Patent Reform Act of 2007
On April 18, 2007, members of Congress introduced the Patent Reform Act of 2007, which contains the following proposals:
Section 3 would convert the United States patent system into a "first-to-file" system, which would give priority to the earlier-filed application for a claimed invention.
Elimination of Interference Proceedings & Creation of Derivation Proceedings
Section 3 includes provisions that would replace interference proceedings (to determine the first to "invent" the claimed invention) with "derivation proceedings" (to determine the inventor with the right to file an application on a claimed invention).
Inventor’s Oath or Declaration
Section 4 includes a provision that would allow an applicant to submit a substitute statement in lieu of the inventor’s oath if the inventor is unable or unwilling to make the oath.

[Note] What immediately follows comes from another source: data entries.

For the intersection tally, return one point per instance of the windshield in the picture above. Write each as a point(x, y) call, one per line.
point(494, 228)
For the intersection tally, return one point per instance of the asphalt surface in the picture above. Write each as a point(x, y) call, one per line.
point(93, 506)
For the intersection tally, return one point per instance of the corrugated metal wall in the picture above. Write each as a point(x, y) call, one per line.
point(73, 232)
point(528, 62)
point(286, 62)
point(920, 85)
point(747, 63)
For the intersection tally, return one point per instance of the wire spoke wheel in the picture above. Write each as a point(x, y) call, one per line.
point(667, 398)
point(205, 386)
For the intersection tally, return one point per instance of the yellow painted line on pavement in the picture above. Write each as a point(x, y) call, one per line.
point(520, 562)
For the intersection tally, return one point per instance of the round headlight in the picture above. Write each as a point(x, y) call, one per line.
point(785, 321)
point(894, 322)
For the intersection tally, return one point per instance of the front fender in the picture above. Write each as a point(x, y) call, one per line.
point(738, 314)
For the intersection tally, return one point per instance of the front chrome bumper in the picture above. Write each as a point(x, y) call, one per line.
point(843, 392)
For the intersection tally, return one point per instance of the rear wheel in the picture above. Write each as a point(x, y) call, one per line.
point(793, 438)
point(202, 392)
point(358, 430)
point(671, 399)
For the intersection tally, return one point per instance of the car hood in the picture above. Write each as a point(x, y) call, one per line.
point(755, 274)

Damages Tied to the Specific Contribution Over the Prior Art
Section 5 includes a provision designed to ensure that "reasonable royalty" damages reflect only the economic value of the patent’s "specific contribution over the prior art," rather than the value of larger goods of which the patented item may be a component.
New Willful Infringement Standard
Section 5 includes provisions that would limit willful infringement to situations where the patent owner establishes that (1) the infringer performed one of the acts of infringement after receiving a detailed written notice from the patentee; (2) the infringer intentionally copied the patented invention with knowledge that it was patented; or (3) after having been found by a court to have infringed a patent, the infringer again infringed on the same patent.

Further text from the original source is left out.